At least decompilation should get easier for the next few TH01 pushes now… right?

📝 Posted:
🚚 Summary of:
P0034, P0035
6cdd229...6f1f367, 6f1f367...a533b5d
💰 Funded by:
🏷 Tags:
rec98+ th01- th02+ th04+ th05+ animation+ gameplay+ player+ bomb+

Deathbombs confirmed, in both TH04 and TH05! On the surface, it's the same 8-frame window as in most Windows games, but due to the slightly lower PC-98 frame rate of 56.4 Hz, it's actually slightly more lenient in TH04 and TH05.

The last function in front of the TH05 shot type control functions marks the player's previous position in VRAM to be redrawn. But as it turns out, "player" not only means "the player's option satellites on shot levels ≥ 2", but also "the explosion animation if you lose a life", which required reverse-engineering both things, ultimately leading to the confirmation of deathbombs.

It actually was kind of surprising that we then had reverse-engineered everything related to rendering all three things mentioned above, and could also cover the player rendering function right now. Luckily, TH05 didn't decide to also micro-optimize that function into un-decompilability; in fact, it wasn't changed at all from TH04. Unlike the one invalidation function whose decompilation would have actually been the goal here…
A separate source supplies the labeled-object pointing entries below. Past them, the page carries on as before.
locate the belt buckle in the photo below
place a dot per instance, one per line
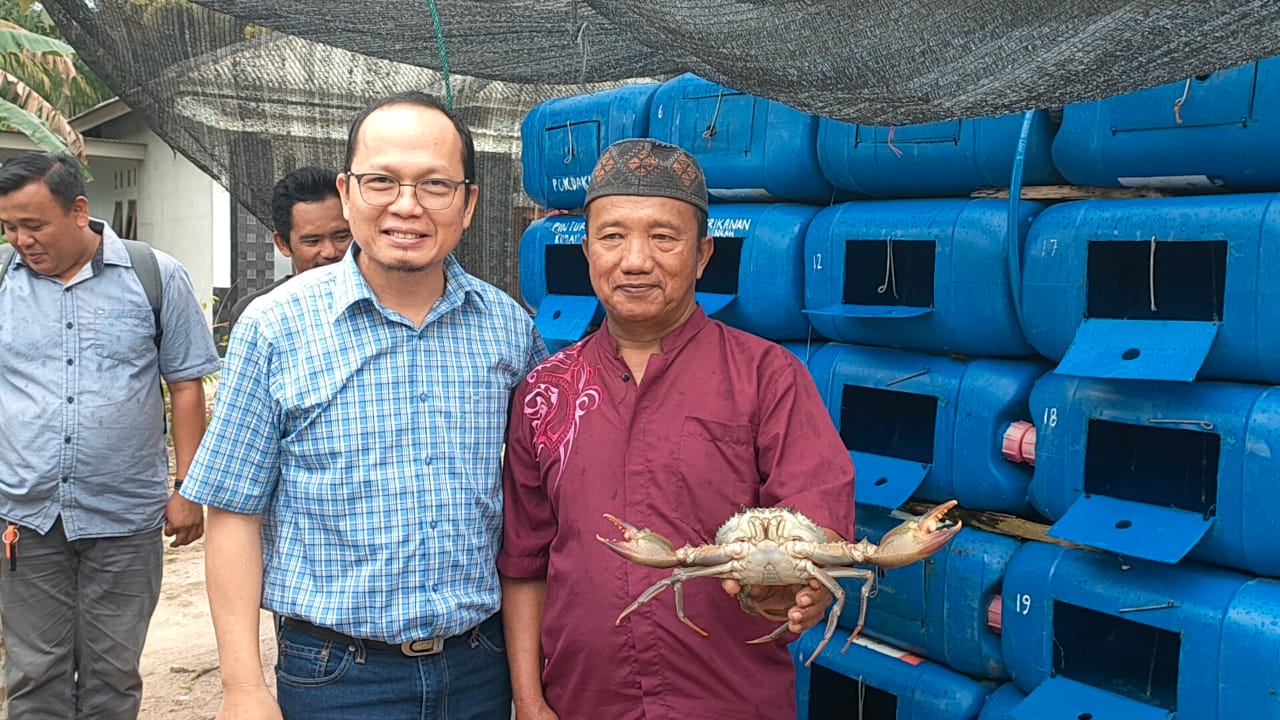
(421, 648)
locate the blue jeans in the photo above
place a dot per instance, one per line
(320, 679)
(76, 616)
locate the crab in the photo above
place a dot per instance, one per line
(778, 546)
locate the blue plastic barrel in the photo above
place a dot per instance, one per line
(1001, 702)
(1169, 288)
(562, 139)
(554, 281)
(876, 680)
(753, 281)
(1208, 131)
(945, 607)
(936, 159)
(928, 425)
(919, 274)
(1160, 470)
(750, 149)
(1089, 634)
(804, 350)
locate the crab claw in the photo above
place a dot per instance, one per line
(917, 540)
(643, 546)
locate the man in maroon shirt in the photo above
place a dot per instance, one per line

But now, we've finally gotten to where we wanted to… and only got 2 outstanding decompilation pushes left. Time to get the website ready for hosting an actual crowdfunding campaign, I'd say – It'll make a better impression if people can still see things being delivered after the big announcement.

📝 Posted:
🚚 Summary of:
P0023, P0024
💰 Funded by:
🏷 Tags:
rec98+ th01- th02+ th04+ th05+ gameplay+ laser+ micro-optimization+

Actually, I lied, and lasers ended up coming with everything that makes reverse-engineering ZUN code so difficult: weirdly reused variables, unexpected structures within structures, and those TH05-specific nasty, premature ASM micro-optimizations that will waste a lot of time during decompilation, since the majority of the code actually was C, except for where it wasn't.